Smooth-talkers representing the big names in finance have lodged their submissions to a Parliamentary Joint Committee (PJC) inquiry into “professional, ethical and education standards in the financial services industry”.
The senate this week passed a motion by Senator Sam Dastyari for an economics committee inquiry into financial advice and the four major banks.
It would be separate to the Murray Inquiry; looking at the entire financial system, including advice and vertical integration structures.
These two inquiries come hot on the heels of the Senate probe of ASIC and the CBA’s performance, which has itself recommended a royal commission into CBA, Macquarie Private Wealth and the regulator.
The explosive call for the royal commission was made to expose the extent of the fraudulent advice, subsequent cover-ups and find out just what happened to the managers involved.
The latest inquiry was launched on the sentiment that the Abbott government had little interest in adopting recommendations to better regulate financial advice, in fact its intended direction is the opposite.
Senator Dastyari said the inquiry was aimed at the chief executives of the big bank.
He hopes they will be called to account for their companies’ directors, who will themselves be grilled on remuneration packages, performance bonuses and other perks of poor advice.

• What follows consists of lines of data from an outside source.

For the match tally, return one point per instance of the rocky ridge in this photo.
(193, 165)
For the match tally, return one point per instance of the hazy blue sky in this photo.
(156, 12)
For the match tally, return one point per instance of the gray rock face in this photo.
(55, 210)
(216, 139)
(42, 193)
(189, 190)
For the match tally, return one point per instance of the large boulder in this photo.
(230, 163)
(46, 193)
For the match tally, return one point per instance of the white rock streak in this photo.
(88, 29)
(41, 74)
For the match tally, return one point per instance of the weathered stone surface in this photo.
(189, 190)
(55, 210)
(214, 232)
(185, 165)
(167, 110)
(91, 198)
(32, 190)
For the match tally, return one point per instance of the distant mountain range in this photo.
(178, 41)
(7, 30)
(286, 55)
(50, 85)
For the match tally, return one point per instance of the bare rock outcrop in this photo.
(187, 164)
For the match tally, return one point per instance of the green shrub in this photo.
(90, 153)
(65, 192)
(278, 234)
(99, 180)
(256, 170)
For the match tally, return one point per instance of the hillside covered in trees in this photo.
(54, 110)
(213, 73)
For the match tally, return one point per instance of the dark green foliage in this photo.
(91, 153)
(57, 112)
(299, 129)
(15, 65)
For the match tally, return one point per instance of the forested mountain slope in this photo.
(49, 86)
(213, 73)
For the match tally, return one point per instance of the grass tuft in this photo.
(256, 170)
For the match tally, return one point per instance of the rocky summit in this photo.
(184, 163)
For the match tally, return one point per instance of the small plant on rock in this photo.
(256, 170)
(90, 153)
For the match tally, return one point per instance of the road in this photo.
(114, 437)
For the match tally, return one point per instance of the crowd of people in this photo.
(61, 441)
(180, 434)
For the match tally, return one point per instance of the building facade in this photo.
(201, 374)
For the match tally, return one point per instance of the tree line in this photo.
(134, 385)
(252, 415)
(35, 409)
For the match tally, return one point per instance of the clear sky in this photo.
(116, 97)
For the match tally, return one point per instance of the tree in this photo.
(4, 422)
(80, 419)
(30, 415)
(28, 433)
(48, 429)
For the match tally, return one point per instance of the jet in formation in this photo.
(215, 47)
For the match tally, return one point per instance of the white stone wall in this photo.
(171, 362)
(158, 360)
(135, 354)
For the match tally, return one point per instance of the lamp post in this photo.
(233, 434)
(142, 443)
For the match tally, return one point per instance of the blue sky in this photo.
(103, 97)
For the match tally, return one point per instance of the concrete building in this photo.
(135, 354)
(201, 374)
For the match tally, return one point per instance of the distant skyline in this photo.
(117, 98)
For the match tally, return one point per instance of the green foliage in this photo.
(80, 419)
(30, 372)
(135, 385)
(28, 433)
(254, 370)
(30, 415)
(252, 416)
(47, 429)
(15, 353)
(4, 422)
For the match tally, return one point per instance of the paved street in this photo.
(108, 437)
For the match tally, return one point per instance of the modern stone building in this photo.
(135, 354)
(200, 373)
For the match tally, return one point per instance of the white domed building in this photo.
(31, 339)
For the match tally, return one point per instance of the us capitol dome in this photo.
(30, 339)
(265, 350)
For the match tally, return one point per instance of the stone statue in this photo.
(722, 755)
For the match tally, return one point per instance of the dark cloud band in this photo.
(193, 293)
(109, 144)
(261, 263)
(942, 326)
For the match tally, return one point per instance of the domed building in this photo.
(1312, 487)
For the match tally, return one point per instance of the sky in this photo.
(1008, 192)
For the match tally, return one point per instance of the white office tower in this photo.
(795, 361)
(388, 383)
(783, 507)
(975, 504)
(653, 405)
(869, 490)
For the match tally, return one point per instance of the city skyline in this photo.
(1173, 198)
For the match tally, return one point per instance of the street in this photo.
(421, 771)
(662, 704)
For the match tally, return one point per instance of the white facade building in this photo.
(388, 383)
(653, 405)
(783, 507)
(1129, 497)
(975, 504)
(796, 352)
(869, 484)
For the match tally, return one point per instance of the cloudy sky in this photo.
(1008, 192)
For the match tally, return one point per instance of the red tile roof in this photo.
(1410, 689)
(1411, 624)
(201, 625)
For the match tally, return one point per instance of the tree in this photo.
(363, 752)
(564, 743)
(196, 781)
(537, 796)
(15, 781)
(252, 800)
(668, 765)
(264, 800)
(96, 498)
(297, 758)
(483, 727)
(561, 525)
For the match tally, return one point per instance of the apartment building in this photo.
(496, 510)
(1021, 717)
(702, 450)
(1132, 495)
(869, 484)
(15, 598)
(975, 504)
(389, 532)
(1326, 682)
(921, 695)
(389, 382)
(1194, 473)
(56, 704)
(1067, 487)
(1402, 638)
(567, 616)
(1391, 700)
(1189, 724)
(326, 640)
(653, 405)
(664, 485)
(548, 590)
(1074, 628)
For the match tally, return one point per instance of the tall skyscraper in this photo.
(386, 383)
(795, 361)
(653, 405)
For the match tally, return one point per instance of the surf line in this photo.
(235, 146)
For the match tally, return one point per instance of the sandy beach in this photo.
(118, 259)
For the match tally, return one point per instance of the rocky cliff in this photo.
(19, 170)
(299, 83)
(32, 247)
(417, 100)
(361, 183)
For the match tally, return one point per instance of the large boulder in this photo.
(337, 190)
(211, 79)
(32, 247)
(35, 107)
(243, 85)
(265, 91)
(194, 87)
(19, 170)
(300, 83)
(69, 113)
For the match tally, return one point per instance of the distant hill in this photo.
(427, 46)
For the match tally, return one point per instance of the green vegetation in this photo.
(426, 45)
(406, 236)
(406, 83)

In the case of CBA, Dastyari hopes inquirers will find how performance bonuses propagated a boiler-room culture that spewed forgery and fraud, only to be covered-up by management.
The big four banks and AMP have made some moves to lift the standards of education required of financial planners.
Most firms currently require a minimum standard of RG146, which is a maximum eight-day course finishing with and open book exam, which is known for its endemic cheating.
Many expect the inquiries to recommend further regulations and possibly even a ban or limit on bonuses and other incentives.
But Minister for Finance Mathias Cormann tends to favour self-regulation, typically in any way that does not adversely impact the banks’ bottom lines.
With its reputation in tatters, some in the financial advice sector say approaching the white elephant of bonuses and kick-backs will be the only way forward, and allowing planners to gain commissions for selling insurance products is a ticking time-bomb as well.